Germany refuses to service engines for Russian Navy
Western countries continue to tighten the noose of technological sanctions against Russian industry.
Following the aviation industry, the Russian United Shipbuilding Corporation, a 100% state-owned holding company uniting 40 design bureaus, shipyards, ship repair, and machine-building companies, fell under the blow of export control, prohibiting the supply of dual-use products to the Russian Federation.
“Foreign companies are increasingly refusing to service components supplied to Russian shipbuilding companies,” said at a briefing the head of the Russian United Shipbuilding Corporation Alexei Rakhmanov.
“The problem is growing every day,” he added. “Both the number of delays in the supply of products from abroad and the number of complete denials of service by foreign contractors are growing”.
According to him, in particular, difficulties arose with engines from Germany.
“We have, for example, one ship, for which the German engine supplier announced a recall campaign, notified us about it and has not come [to install the engine] for the fifth month.

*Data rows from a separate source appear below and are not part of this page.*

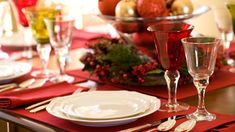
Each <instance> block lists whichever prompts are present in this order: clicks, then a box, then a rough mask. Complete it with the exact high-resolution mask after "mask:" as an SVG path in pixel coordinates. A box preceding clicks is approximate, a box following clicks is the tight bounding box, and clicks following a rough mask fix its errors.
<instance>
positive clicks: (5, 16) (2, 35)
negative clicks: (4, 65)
mask: <svg viewBox="0 0 235 132" xmlns="http://www.w3.org/2000/svg"><path fill="white" fill-rule="evenodd" d="M9 8H10V7H9V4H8V2H7V1H0V39H1V38H2V37H3V36H4V35H5V34H4V32H5V31H4V30H5V29H4V25H5V22H4V18H6V17H7V14H6V12H7V11H9ZM1 46H2V45H1V44H0V60H6V59H8V58H9V55H8V54H7V53H6V52H4V51H3V50H2V48H1Z"/></svg>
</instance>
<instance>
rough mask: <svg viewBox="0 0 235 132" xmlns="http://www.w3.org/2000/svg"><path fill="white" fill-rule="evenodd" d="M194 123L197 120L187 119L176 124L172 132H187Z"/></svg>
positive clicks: (192, 128) (189, 129)
mask: <svg viewBox="0 0 235 132" xmlns="http://www.w3.org/2000/svg"><path fill="white" fill-rule="evenodd" d="M196 123H197V121H196V120H194V119H190V120H187V121H185V122H183V123H181V124H180V125H179V126H177V127H176V128H175V130H174V132H189V131H191V130H192V129H193V128H194V127H195V125H196Z"/></svg>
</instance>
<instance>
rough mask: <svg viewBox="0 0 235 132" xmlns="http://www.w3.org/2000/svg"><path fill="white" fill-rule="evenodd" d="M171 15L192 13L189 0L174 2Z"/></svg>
mask: <svg viewBox="0 0 235 132" xmlns="http://www.w3.org/2000/svg"><path fill="white" fill-rule="evenodd" d="M171 12H172V14H173V15H185V14H191V13H192V12H193V4H192V2H191V1H190V0H175V1H174V2H173V3H172V6H171Z"/></svg>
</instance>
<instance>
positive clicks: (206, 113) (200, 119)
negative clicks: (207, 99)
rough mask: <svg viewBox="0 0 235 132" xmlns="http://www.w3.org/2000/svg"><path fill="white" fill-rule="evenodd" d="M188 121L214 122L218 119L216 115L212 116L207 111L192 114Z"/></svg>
mask: <svg viewBox="0 0 235 132" xmlns="http://www.w3.org/2000/svg"><path fill="white" fill-rule="evenodd" d="M187 118H188V119H194V120H196V121H212V120H215V119H216V115H215V114H211V113H209V112H207V111H202V112H200V111H198V110H197V111H196V112H194V113H192V114H189V115H187Z"/></svg>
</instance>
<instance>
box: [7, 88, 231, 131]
mask: <svg viewBox="0 0 235 132" xmlns="http://www.w3.org/2000/svg"><path fill="white" fill-rule="evenodd" d="M119 89H120V88H118V87H114V86H111V85H102V86H100V87H99V88H98V90H119ZM194 110H195V107H191V108H190V110H188V111H184V112H177V113H165V112H155V113H153V114H151V115H148V116H146V117H143V118H141V119H138V120H137V121H135V122H133V123H129V124H126V125H121V126H113V127H101V128H97V127H86V126H81V125H77V124H74V123H71V122H69V121H66V120H63V119H59V118H56V117H54V116H52V115H50V114H48V113H47V112H46V111H42V112H38V113H34V114H32V113H29V112H28V111H26V110H24V109H22V108H18V109H14V110H11V112H13V113H17V114H20V115H22V116H26V117H29V118H32V119H36V120H38V121H41V122H44V123H47V124H50V125H52V126H55V127H58V128H61V129H64V130H66V131H71V132H72V131H74V132H75V131H82V132H91V131H102V132H105V131H107V132H111V131H118V130H122V129H127V128H130V127H134V126H138V125H141V124H145V123H149V122H153V121H155V120H158V119H163V118H166V117H169V116H172V115H179V114H188V113H192V112H193V111H194ZM216 115H217V119H216V120H214V121H211V122H198V123H197V125H196V127H195V128H194V129H193V131H195V132H196V131H206V130H209V129H212V128H214V127H217V126H221V125H223V124H226V123H229V122H232V121H235V116H232V115H224V114H223V115H222V114H216ZM185 120H186V119H185V118H184V119H180V120H177V125H178V124H180V123H181V122H183V121H185Z"/></svg>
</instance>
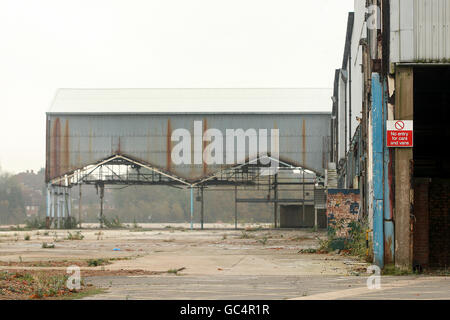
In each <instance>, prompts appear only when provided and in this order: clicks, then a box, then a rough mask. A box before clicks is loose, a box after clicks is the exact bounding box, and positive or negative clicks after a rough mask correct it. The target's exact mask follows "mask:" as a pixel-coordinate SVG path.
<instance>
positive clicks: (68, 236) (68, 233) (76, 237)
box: [66, 231, 84, 240]
mask: <svg viewBox="0 0 450 320" xmlns="http://www.w3.org/2000/svg"><path fill="white" fill-rule="evenodd" d="M83 239H84V236H83V235H82V234H81V231H76V232H75V233H73V234H72V233H71V232H70V231H68V232H67V237H66V240H83Z"/></svg>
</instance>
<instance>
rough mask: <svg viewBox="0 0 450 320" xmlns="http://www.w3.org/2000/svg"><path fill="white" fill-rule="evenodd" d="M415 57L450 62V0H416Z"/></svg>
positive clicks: (415, 17)
mask: <svg viewBox="0 0 450 320" xmlns="http://www.w3.org/2000/svg"><path fill="white" fill-rule="evenodd" d="M414 40H415V46H414V48H415V58H416V60H418V61H422V62H450V0H414Z"/></svg>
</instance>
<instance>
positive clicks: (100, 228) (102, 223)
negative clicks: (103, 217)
mask: <svg viewBox="0 0 450 320" xmlns="http://www.w3.org/2000/svg"><path fill="white" fill-rule="evenodd" d="M99 186H100V218H99V220H100V229H102V228H103V200H104V198H105V185H103V184H100V185H99Z"/></svg>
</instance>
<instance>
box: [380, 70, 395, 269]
mask: <svg viewBox="0 0 450 320" xmlns="http://www.w3.org/2000/svg"><path fill="white" fill-rule="evenodd" d="M383 97H384V99H383V150H384V163H383V165H384V168H383V174H384V225H383V227H384V229H383V233H384V264H391V263H394V222H393V217H392V203H391V179H392V172H391V170H390V166H391V159H390V150H389V148H388V147H387V143H386V122H387V120H388V97H389V92H388V87H387V82H386V79H384V81H383Z"/></svg>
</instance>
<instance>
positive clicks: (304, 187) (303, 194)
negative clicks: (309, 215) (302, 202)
mask: <svg viewBox="0 0 450 320" xmlns="http://www.w3.org/2000/svg"><path fill="white" fill-rule="evenodd" d="M302 172H303V178H302V182H303V183H302V185H303V193H302V197H303V205H302V210H303V220H302V221H303V226H305V225H306V223H305V219H306V212H305V201H306V196H305V169H302Z"/></svg>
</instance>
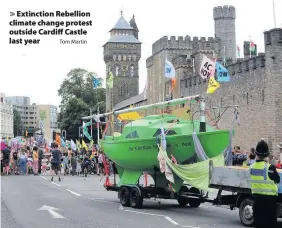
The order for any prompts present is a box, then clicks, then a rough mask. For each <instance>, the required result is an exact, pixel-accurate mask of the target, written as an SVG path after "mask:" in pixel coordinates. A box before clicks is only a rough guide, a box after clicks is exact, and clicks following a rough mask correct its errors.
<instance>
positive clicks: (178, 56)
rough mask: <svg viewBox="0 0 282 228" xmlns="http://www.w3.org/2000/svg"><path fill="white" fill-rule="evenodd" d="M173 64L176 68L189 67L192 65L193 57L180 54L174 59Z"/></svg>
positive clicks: (175, 57)
mask: <svg viewBox="0 0 282 228" xmlns="http://www.w3.org/2000/svg"><path fill="white" fill-rule="evenodd" d="M172 64H173V66H174V67H175V69H178V68H180V67H188V66H191V59H188V58H187V55H178V56H176V57H175V58H173V59H172Z"/></svg>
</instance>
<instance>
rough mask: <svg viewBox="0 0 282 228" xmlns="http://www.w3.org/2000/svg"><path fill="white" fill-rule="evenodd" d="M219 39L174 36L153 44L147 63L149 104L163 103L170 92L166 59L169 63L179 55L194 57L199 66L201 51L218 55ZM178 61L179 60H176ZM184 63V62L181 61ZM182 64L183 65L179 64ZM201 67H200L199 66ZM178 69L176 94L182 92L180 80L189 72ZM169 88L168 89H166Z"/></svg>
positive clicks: (177, 74)
mask: <svg viewBox="0 0 282 228" xmlns="http://www.w3.org/2000/svg"><path fill="white" fill-rule="evenodd" d="M218 42H219V40H218V39H214V38H212V37H209V38H205V37H201V38H198V37H194V38H191V37H190V36H186V37H185V39H183V37H182V36H180V37H178V38H176V37H175V36H172V37H171V38H170V39H168V37H167V36H165V37H163V38H161V39H159V40H158V41H156V42H155V43H154V44H153V48H152V53H153V55H152V56H150V57H149V58H148V59H147V61H146V67H147V76H148V77H147V80H148V92H147V97H148V101H147V102H148V104H151V103H156V102H161V101H164V100H165V99H166V91H167V90H168V86H167V87H166V85H165V84H167V83H166V82H168V81H169V79H166V78H165V77H164V66H165V59H166V58H167V59H168V60H169V61H171V62H173V61H174V59H175V58H176V57H178V56H179V55H186V56H187V57H188V58H189V59H190V56H194V58H195V65H196V64H198V65H199V61H198V58H200V57H199V55H198V54H199V53H200V49H203V47H205V48H204V50H208V51H209V54H210V56H213V53H214V52H215V53H217V52H216V51H214V49H218V44H217V43H218ZM206 52H207V51H206ZM176 61H177V60H176ZM181 61H182V60H181ZM179 64H182V63H179ZM198 67H200V66H198ZM175 68H176V78H177V87H176V88H175V92H177V93H178V94H179V92H178V91H180V83H179V81H180V79H181V77H183V75H185V74H187V73H188V71H187V72H185V73H184V72H182V70H177V66H175ZM166 88H167V89H166Z"/></svg>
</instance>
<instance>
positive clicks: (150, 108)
mask: <svg viewBox="0 0 282 228" xmlns="http://www.w3.org/2000/svg"><path fill="white" fill-rule="evenodd" d="M197 98H198V99H200V95H195V96H189V97H183V98H178V99H174V100H170V101H164V102H159V103H155V104H149V105H144V106H140V107H133V108H127V109H122V110H119V111H112V112H108V113H103V114H98V115H91V116H85V117H82V119H83V120H88V119H95V121H98V122H100V121H99V118H100V117H106V116H109V115H118V114H122V113H127V112H135V111H141V110H147V109H151V108H159V107H164V106H165V105H168V106H173V105H178V104H182V103H185V102H188V101H189V100H191V99H197Z"/></svg>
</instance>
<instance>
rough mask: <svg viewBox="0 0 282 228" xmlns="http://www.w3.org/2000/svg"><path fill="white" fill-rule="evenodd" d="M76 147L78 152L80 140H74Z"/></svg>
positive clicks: (79, 145)
mask: <svg viewBox="0 0 282 228" xmlns="http://www.w3.org/2000/svg"><path fill="white" fill-rule="evenodd" d="M76 148H77V151H78V152H80V149H81V145H80V142H79V141H78V140H76Z"/></svg>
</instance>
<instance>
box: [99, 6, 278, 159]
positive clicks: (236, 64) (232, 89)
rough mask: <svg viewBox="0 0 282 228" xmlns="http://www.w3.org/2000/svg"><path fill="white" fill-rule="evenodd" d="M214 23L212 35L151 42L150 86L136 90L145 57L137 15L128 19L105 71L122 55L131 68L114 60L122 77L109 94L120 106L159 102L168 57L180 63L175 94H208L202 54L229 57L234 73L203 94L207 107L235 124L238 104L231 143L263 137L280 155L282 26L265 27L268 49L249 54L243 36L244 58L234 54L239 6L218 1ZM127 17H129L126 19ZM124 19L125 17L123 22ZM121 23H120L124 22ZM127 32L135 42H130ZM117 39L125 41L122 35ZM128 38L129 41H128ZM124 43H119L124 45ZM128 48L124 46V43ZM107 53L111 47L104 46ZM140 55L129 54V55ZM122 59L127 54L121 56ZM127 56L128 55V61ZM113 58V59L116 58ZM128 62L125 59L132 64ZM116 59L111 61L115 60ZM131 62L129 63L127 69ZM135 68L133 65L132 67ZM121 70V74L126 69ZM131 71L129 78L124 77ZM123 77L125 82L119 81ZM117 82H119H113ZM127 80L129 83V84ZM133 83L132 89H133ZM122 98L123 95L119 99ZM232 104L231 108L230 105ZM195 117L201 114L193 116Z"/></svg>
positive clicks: (172, 38)
mask: <svg viewBox="0 0 282 228" xmlns="http://www.w3.org/2000/svg"><path fill="white" fill-rule="evenodd" d="M213 19H214V24H215V35H214V37H208V38H206V37H200V38H199V37H190V36H185V37H182V36H180V37H177V38H176V37H175V36H171V37H170V38H169V37H167V36H164V37H162V38H160V39H159V40H157V41H156V42H155V43H154V44H153V45H152V55H151V56H150V57H148V58H147V60H146V67H147V89H146V90H145V91H144V92H143V93H141V94H138V88H139V85H138V84H137V81H138V80H137V79H139V73H138V69H139V67H138V62H139V59H140V57H141V42H140V41H139V40H138V32H139V30H138V28H137V25H136V23H135V20H131V23H130V25H129V24H128V26H126V25H125V23H124V21H122V22H123V23H124V24H123V27H124V28H123V31H125V33H126V30H124V29H125V27H127V29H128V30H127V31H128V35H126V36H124V38H126V39H127V40H126V43H125V44H126V45H127V46H128V47H129V48H128V50H124V49H123V50H117V48H118V47H119V46H118V45H116V44H115V46H113V47H114V48H116V49H114V48H113V50H112V53H111V54H112V55H113V58H111V61H109V60H108V59H107V61H105V62H106V64H107V72H108V67H109V65H110V63H115V64H119V62H120V63H121V62H122V61H124V62H128V61H131V62H130V64H131V66H134V67H131V73H130V71H128V72H126V71H125V72H119V69H120V68H119V66H118V65H115V67H116V68H115V69H116V74H117V75H121V76H120V77H122V79H123V80H119V78H117V79H115V80H116V83H115V82H114V90H113V91H112V93H110V91H107V101H108V99H116V102H112V104H113V106H114V109H115V110H118V109H122V108H126V107H129V106H130V105H135V106H138V105H144V104H151V103H156V102H161V101H164V100H166V99H168V98H167V97H168V96H171V94H170V91H169V86H170V85H169V83H170V82H169V81H168V80H167V79H166V78H165V77H164V70H165V68H164V65H165V59H166V58H167V59H168V60H169V61H171V62H172V63H173V65H174V67H175V69H176V79H177V82H178V83H177V85H176V87H175V88H174V91H173V94H172V97H173V99H175V98H180V97H185V96H190V95H196V94H206V90H207V87H208V81H206V80H203V79H202V78H201V77H200V75H199V71H200V65H201V63H202V58H203V55H205V56H207V57H209V58H210V59H215V58H216V59H217V61H219V62H223V61H224V62H225V67H226V68H227V69H228V71H229V74H230V78H231V80H230V82H224V83H221V86H220V88H218V89H217V90H216V91H215V93H213V94H210V95H209V94H208V95H205V101H206V107H207V109H208V110H210V113H211V115H210V116H207V117H206V119H207V122H209V117H211V119H212V118H214V115H213V113H212V112H213V110H216V111H215V113H216V116H221V118H220V121H219V123H218V126H219V128H220V129H229V128H230V127H231V123H232V119H233V115H234V107H238V111H239V120H240V125H236V127H235V135H234V137H233V142H232V143H233V145H238V146H240V147H241V149H243V150H244V151H249V150H250V148H251V147H254V146H255V145H256V143H257V141H259V140H260V139H261V138H264V139H265V140H266V141H268V143H269V146H270V150H271V151H272V153H273V154H274V155H276V156H278V153H279V150H278V148H277V144H279V143H280V142H282V128H281V126H282V90H281V86H282V80H281V77H282V29H280V28H274V29H271V30H269V31H265V32H264V34H262V36H263V35H264V46H265V53H256V50H255V52H254V53H252V54H251V56H250V50H249V47H250V42H249V41H245V42H244V58H243V59H241V58H236V54H237V51H236V46H237V45H236V28H235V20H236V10H235V8H234V7H233V6H223V7H222V6H219V7H215V8H214V9H213ZM126 23H127V22H126ZM120 24H121V23H120ZM120 27H122V26H120ZM129 36H134V37H135V38H136V39H133V38H132V37H131V38H132V39H131V45H128V42H129V40H128V39H129ZM118 40H119V42H122V39H121V37H120V36H119V39H118ZM129 43H130V42H129ZM120 47H121V46H120ZM122 47H123V48H124V46H122ZM104 50H105V53H109V48H105V49H104ZM128 51H129V52H130V53H129V54H128V56H137V58H136V57H135V58H134V59H132V58H131V59H130V60H128V58H126V56H125V55H127V54H126V53H127V52H128ZM116 55H117V56H118V55H120V57H119V58H120V59H119V60H114V58H116V57H115V56H116ZM122 59H123V60H122ZM125 60H126V61H125ZM113 61H115V62H113ZM130 64H129V63H127V64H126V65H129V66H130ZM112 65H113V64H112ZM128 69H130V67H125V68H124V70H128ZM133 69H134V70H133ZM122 74H123V75H122ZM125 77H127V78H125ZM120 81H126V83H127V84H126V83H124V85H123V84H120ZM115 85H116V86H115ZM128 85H130V86H129V87H128ZM130 88H132V89H130ZM120 98H122V99H120ZM228 107H229V108H228ZM194 118H195V119H197V118H198V117H197V114H196V115H195V116H194Z"/></svg>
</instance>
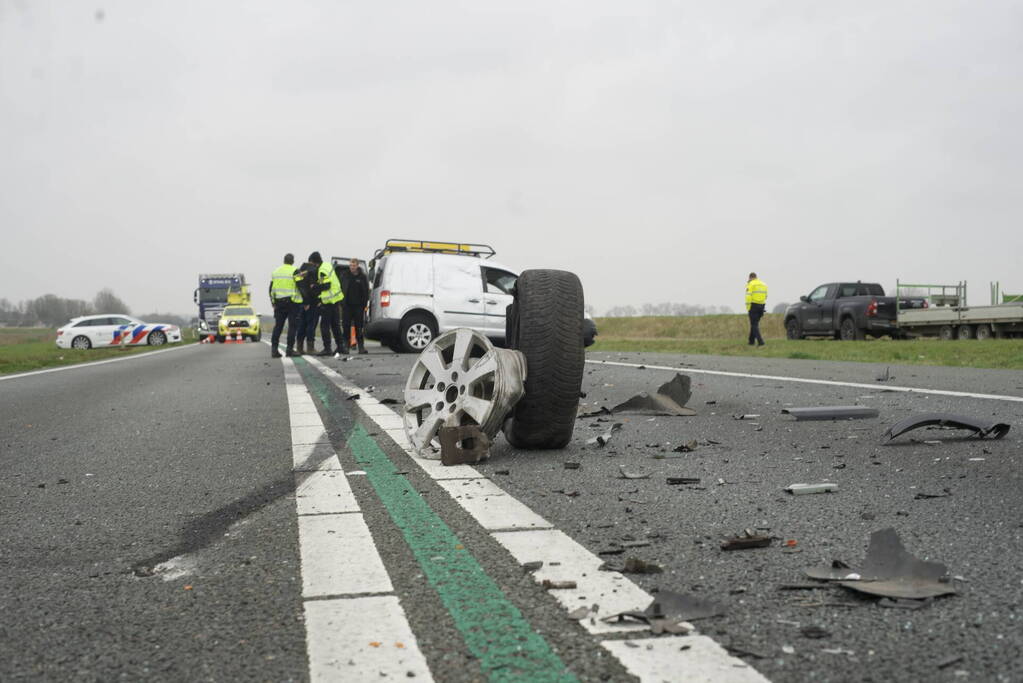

And they explain this by the fact that, even though the contract was signed, and the engine was delivered to our plant, they have to re-apply to BAFA (Federal Office for Economics and Export Control of Germany),” Rakhmanov was quoted as saying by TASS.
In March 2021, the Norwegian government refused to approve the sale of Bergen Engines, which specializes in the production of marine engines, to the Russian Transmashholding.
Transmashholding, the largest machine-building holding in Russia, whose factories are building power systems for the United Shipbuilding Corporation, planned to purchase the Norwegian engine manufacturer from the British corporation Rolls-Royce for 150 million euros. But the deal, which would have opened Russia’s access to Western marine engine technology, was blocked by Norway’s National Security Authority.
Established in 1946, Bergen Engines is a supplier to the Norwegian Navy and also maintains more than 5,000 power systems in service. “The Russian company cannot be allowed to maintain critical defense equipment,” the Norwegian Defense Ministry and the Ministry of Justice said in a joint statement at the time.
According to the Russian Centre for Statistics and Monitoring of S&T and Innovation, almost a third of all advanced technologies that are used in production in the Russian Federation are purchased abroad. At the same time, in the period 2011-18, technological dependence grew steadily: the share of imports jumped from 21.1% to 29.3%.